At which point my head exploded and angry feminist brains rained down on all.



No, to be totally honest, I was so fucking pissed off at this point, I am not even totally sure what happened. Eventually they sort of wandered away. I yelled after them to Chicken Dude: "I feel sorry for your fiancé!" To which he made a big show of being offended my and stepping up to me. But his chivalrous friends pulled him away. This is where they stepped in!

I would like to find his fiancĂ© out there trying to enjoy an evening with friends and shove my finger up her unsuspecting ass. See what he has to say about that. Oh no wait, I wouldn't because a) ew and b) I'm a normal human being who doesn't treat other humane beings like (literal) puppets for my amusement no matter how drunk, rowdy or engaged I get.

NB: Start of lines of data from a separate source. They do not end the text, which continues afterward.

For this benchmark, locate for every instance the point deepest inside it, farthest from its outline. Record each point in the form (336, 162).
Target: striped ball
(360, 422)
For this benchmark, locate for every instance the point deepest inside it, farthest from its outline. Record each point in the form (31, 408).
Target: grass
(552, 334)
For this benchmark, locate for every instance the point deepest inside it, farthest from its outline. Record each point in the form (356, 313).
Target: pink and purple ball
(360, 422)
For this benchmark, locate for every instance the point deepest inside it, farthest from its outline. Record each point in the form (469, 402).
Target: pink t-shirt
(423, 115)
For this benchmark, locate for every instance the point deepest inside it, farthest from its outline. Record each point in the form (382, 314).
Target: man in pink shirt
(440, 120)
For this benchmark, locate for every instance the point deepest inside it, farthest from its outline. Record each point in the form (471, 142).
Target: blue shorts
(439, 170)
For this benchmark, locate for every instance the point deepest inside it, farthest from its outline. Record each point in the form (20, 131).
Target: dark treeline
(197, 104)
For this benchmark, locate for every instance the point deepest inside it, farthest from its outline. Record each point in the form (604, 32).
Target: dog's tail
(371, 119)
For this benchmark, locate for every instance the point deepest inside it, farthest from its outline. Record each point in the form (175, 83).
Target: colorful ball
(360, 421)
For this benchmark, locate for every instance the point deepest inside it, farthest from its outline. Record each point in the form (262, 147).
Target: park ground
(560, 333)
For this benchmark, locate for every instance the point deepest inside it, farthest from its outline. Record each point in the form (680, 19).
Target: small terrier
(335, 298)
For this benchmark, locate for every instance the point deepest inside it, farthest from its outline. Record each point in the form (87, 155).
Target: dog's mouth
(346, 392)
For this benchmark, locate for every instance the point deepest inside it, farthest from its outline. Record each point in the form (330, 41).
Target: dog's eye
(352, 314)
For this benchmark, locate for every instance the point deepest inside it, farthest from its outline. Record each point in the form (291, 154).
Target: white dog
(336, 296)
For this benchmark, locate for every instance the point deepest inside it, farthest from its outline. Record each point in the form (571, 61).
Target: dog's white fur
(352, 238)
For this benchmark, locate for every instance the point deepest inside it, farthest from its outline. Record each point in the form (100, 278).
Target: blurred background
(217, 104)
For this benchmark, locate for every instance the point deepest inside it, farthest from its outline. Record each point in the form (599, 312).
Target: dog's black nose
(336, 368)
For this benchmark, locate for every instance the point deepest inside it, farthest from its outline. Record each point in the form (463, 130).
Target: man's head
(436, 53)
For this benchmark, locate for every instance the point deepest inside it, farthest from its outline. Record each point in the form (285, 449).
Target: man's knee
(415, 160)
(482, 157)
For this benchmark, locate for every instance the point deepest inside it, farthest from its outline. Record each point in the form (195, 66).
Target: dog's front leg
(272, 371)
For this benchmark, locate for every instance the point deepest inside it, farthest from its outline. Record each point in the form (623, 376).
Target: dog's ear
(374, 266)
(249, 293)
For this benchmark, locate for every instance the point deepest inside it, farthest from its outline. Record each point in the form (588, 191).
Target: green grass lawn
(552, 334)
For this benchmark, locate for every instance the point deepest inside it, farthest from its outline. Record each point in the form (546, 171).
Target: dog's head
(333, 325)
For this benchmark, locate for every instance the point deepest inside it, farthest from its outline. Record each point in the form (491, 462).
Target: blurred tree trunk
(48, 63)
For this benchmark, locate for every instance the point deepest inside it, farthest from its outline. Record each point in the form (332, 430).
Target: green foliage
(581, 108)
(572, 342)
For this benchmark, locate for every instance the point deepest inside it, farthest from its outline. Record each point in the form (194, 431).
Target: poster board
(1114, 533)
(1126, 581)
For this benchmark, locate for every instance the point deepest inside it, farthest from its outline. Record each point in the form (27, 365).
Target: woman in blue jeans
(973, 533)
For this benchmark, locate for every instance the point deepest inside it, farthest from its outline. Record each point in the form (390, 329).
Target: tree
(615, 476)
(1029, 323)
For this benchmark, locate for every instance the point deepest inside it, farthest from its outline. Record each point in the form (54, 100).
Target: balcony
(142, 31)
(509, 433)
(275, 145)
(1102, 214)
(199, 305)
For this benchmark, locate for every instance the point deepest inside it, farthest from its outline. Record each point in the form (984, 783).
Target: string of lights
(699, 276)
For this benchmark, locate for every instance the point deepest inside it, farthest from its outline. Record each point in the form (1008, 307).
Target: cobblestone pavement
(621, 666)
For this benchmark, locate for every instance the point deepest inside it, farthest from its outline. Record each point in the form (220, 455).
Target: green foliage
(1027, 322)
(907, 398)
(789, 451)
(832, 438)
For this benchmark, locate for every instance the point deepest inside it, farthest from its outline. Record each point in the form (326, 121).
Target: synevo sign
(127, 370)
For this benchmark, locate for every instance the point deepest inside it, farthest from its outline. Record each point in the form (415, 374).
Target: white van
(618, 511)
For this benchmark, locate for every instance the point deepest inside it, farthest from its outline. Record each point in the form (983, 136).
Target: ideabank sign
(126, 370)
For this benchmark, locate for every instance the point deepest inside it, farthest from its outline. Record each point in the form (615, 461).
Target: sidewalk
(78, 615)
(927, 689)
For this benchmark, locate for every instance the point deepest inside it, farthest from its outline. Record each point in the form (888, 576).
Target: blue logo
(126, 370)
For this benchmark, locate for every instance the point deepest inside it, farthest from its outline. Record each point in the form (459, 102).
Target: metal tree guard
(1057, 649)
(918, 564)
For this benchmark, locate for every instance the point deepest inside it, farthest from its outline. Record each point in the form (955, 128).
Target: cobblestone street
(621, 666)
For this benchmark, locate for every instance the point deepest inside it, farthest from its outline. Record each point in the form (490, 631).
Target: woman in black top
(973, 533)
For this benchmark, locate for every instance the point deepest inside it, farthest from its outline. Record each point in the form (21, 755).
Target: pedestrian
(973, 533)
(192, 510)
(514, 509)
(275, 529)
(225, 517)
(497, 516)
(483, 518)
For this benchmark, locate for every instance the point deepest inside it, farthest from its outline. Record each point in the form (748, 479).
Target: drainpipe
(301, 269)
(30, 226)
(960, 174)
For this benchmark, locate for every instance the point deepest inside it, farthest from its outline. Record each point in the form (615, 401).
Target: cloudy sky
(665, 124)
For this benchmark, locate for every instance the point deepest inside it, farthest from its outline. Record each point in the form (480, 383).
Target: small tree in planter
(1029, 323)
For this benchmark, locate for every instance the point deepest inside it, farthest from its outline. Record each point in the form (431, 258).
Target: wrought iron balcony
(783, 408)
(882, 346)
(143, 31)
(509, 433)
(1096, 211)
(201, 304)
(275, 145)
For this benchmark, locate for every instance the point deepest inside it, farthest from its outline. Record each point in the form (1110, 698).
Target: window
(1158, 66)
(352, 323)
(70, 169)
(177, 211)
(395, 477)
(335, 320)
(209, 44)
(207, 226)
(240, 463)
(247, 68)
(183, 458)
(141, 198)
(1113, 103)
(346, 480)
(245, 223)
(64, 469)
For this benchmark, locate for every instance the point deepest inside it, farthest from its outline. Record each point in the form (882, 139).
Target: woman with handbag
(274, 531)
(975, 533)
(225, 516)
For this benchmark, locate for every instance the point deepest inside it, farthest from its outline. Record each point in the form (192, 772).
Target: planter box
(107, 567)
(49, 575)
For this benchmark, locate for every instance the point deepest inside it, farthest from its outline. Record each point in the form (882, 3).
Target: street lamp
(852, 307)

And here's the thing that really, really, really bugged me about the whole event. It wasn't the obnoxious way they invaded our space immediately upon showing up. It wasn't the way they tried to make me feel like it was my fault that I didn't enjoy their playful little game that at no point had I opted to play, and it wasn't even some entitled, drunk, frankly gross douche bag violating my body on the street. It was how totally powerless I felt when, while standing up to him, I explained what he had done, I stood up for myself, and yet he and the "men" around him didn't fucking care. They didn't care that he had touched me without any consent. They didn't care that I was offended, hurt, enraged. They didn't care that I was screaming in their faces and threatening to call the cops. I didn't matter one fucking bit. It was irritating to them when I didn't laugh at their jokes. I possessed holes they found mildly amusing. I made noise when you pressed certain buttons. That was it. I had never felt so inconsequential and dehumanized in my entire life.

And if I can feel this way after one, tiny violation of my personal space that lasted three seconds, I can only have nightmares about what it must be like for sexual assault and rape survivors who have their stories questioned and ridiculed. What a fucked up fucking world.